3. Device according to claim 1 or 2, characterized in that

• 1. the local program signal carries a useful signal including program identification information.

4. Device according to one of the preceding claims, characterized in that - The receiver ( 12 , 43 ) has tuning devices and is designed to sequentially demodulate different program signals. 5. Device according to one of the preceding claims, characterized by

• 1. decoder devices ( 11 , 44 ) for decoding program and / or station identification signals contained in the program signals.

6. Device according to one of the preceding claims, characterized by

• 1. storage devices ( 16 b) for storing the comparison results for the respective useful signals compared with the reference signal;
• 2. wherein the storage devices ( 16 b) are designed to store information relating to time intervals in which the comparison result output is positive and / or station identifiers in this regard.

7. The device according to claim 6, characterized in that the memory devices ( 16 b) comprise non-volatile memory. 8. Device according to one of claims 6 and 7, characterized in that the comparison devices ( 16 a) comprise:

• 1. Means ( 14 , 15 ) for converting the useful signal and the reference signal into digital signals; and
• 2. digital signal processing devices ( 16 a) which can receive the digital signals and process them to produce the comparison result.

9. The device according to claim 8, characterized by a microprocessor ( 16 d) for controlling the detection process. 10. The device according to claim 9, characterized by

• 1. an interface device ( 3 b) for configuring the device and / or for reading out the memory content.
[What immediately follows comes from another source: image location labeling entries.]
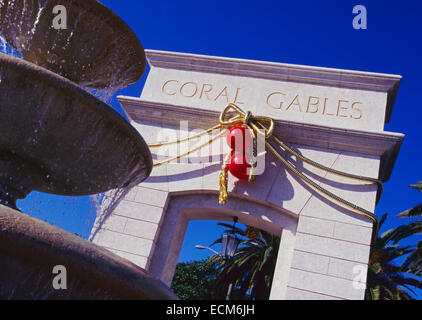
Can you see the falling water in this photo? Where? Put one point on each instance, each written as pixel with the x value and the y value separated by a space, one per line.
pixel 74 214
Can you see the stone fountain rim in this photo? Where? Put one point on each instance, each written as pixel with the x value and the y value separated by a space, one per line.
pixel 35 241
pixel 56 81
pixel 127 31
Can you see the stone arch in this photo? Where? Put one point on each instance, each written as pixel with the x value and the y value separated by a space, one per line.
pixel 183 207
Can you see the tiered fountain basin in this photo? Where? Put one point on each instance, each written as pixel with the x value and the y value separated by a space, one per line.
pixel 68 141
pixel 57 138
pixel 97 50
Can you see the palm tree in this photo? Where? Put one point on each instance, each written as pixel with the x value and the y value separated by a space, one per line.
pixel 388 280
pixel 251 269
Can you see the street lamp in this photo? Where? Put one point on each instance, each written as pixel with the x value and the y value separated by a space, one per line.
pixel 229 244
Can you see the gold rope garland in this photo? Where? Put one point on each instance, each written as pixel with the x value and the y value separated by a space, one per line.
pixel 256 124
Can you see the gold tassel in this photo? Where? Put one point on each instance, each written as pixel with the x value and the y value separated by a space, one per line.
pixel 224 179
pixel 223 196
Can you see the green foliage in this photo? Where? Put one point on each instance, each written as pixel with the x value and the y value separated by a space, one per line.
pixel 194 281
pixel 251 269
pixel 417 210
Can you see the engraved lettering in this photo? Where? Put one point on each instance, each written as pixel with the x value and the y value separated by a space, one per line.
pixel 315 105
pixel 359 111
pixel 223 93
pixel 185 88
pixel 206 89
pixel 340 108
pixel 295 102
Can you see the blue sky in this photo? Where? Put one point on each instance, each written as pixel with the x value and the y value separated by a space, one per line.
pixel 317 33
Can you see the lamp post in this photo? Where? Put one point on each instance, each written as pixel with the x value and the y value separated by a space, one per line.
pixel 229 244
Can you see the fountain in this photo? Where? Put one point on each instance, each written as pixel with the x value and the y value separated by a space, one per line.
pixel 57 138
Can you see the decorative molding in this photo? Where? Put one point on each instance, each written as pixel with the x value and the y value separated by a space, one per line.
pixel 385 145
pixel 280 72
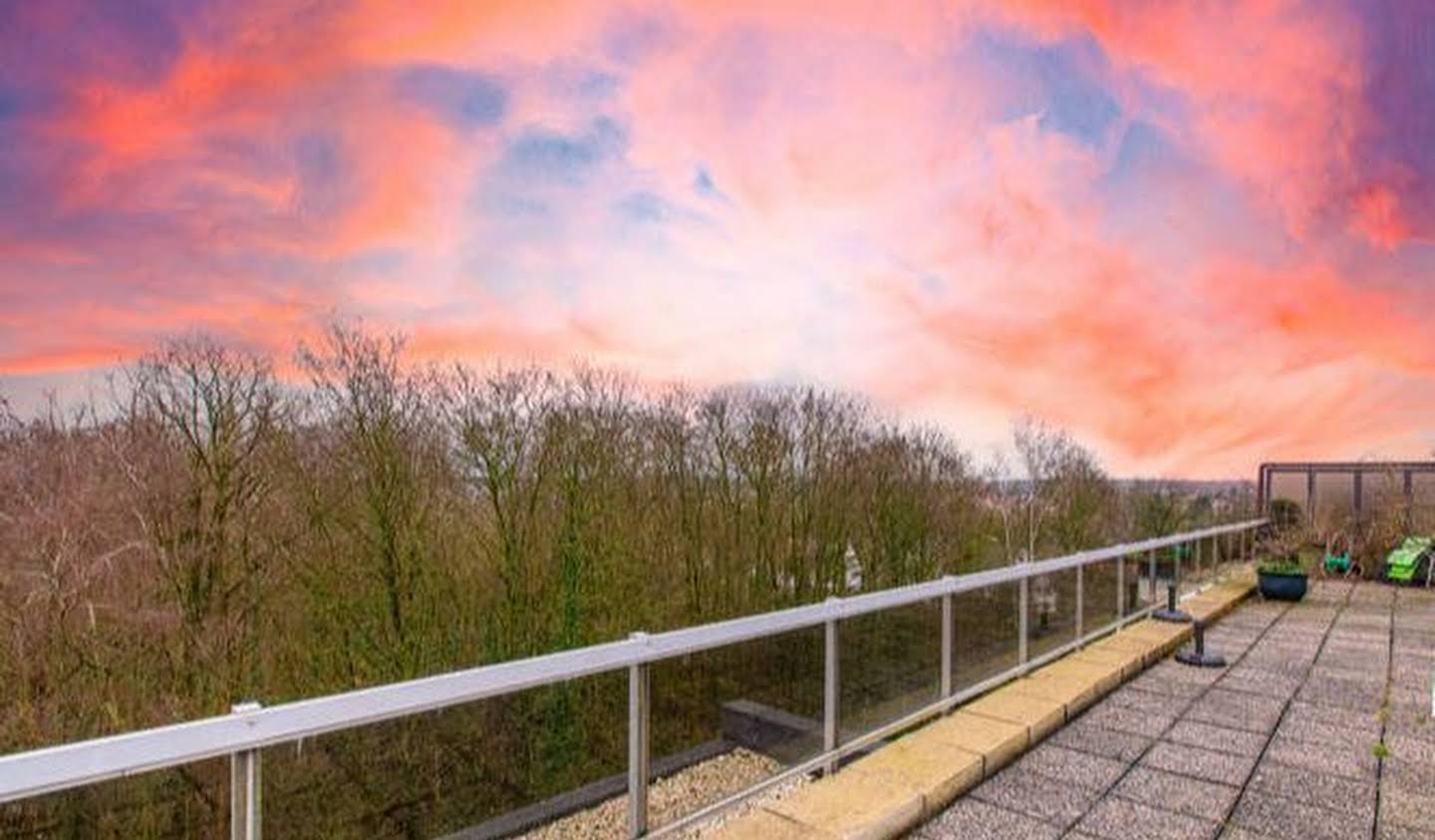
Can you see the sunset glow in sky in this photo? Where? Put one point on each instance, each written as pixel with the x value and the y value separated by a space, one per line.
pixel 1199 234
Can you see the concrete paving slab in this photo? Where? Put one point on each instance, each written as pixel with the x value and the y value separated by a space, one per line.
pixel 1023 790
pixel 1330 760
pixel 1314 788
pixel 1127 719
pixel 1219 738
pixel 1183 794
pixel 1073 767
pixel 1036 713
pixel 1119 819
pixel 1262 683
pixel 1238 709
pixel 1199 762
pixel 1343 738
pixel 1293 820
pixel 1411 809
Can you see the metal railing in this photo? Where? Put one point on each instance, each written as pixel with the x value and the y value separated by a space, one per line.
pixel 251 728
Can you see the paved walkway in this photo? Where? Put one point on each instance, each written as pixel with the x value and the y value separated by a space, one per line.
pixel 1319 726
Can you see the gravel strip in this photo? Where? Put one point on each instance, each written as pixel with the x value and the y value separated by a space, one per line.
pixel 678 796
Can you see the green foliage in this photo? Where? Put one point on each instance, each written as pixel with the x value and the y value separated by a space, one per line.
pixel 220 536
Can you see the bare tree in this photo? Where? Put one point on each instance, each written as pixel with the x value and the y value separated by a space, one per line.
pixel 202 420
11. Method for recording the use of radio programs with the steps:

• 1. Receiving a program signal offered for use via antenna or cable and converting the program signal into a local program signal which is emitted in the form of high-frequency, infrared or ultrasonic signals;
• 2. receiving audible audible signals and outputting a reference signal corresponding to the acoustic signal;
• 3. receiving the local program signal and demodulating the local program signal into a useful signal; and
• 4. Comparison of the reference signal with the useful signal supplied by the demodulation devices and output of a respective comparison result.

12. The method according to claim 11, characterized by the steps

• 1. sampling and converting the reference signal and the useful signal into a first and a second digital signal;
• 2. transforming the first and second digital signals into the frequency domain and forming a first and second digital frequency spectrum, respectively; and
• 3. Compare the first frequency spectrum with the second frequency spectrum.

13. The method according to claim 12, characterized by

• 1. forming the sum of difference amounts or squares of differences between corresponding frequency components; and
• 2. Output a positive comparison result if the sum is less than a threshold value.

14. The method according to claim 12 or 13, characterized in that

• 1. the threshold value is a function of the mean values of the amounts of the first and / or second frequency spectrum.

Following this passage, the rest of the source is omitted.